The sub – called the Optionally Manned Technology Demonstrator – is a 30-foot submersible made of thermoplastic resin, and it closely resembles the covert infiltration mini-subs used by the Navy SEALs. The hulls for these subs currently take three to five months to build and about $600-800,000 each. But the Naval Surface Warfare Center Carderock Division's Disruptive Technology Laboratory (DTL) partnered with Oak Ridge National Laboratory (ONRL) to bring down the expense: using ORNL's Big Area Additive Manufacturing facility, they printed the hull in six sections at a cost in the tens of thousands. A contractor assembled the sections into the final product. The whole process took weeks rather than months.

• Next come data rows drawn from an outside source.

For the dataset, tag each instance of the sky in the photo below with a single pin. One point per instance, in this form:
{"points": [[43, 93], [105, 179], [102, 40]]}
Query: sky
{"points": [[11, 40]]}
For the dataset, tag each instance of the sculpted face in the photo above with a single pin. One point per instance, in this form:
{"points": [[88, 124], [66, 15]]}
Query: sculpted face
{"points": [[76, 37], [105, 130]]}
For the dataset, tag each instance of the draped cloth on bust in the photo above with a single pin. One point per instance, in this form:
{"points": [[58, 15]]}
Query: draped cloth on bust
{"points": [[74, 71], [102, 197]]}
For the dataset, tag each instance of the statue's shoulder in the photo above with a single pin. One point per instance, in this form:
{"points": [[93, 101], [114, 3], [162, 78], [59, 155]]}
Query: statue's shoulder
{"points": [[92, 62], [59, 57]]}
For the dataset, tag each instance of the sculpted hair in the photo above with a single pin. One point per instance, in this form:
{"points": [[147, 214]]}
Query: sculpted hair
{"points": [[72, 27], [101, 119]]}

"We asked ourselves, 'Can we do it a different way and get different results?'" said the director of DTL, Garry Shields. "This is a collapsing of the design and manufacturing spiral at an incredible iteration rate at very low cost. The impact of this may be that we change the way we play the game."
The proof-of-concept prototype isn't ready to go into operation yet, but it has already won the team the NAVSEA Commanders Award for Innovation. The next version will be produced at ORNL and tested at Carderock in 2018, with fleet-capable prototypes scheduled to arrive in 2019.
"Our intent was to provide something so disruptive to conventional expectations that it would demand reflection and re-evaluation of our commonly held constraints about how tactically relevant platforms can be built," said Michael Wardlaw, head of maritime sensing at the Office of Naval Research and a sponsor of the project.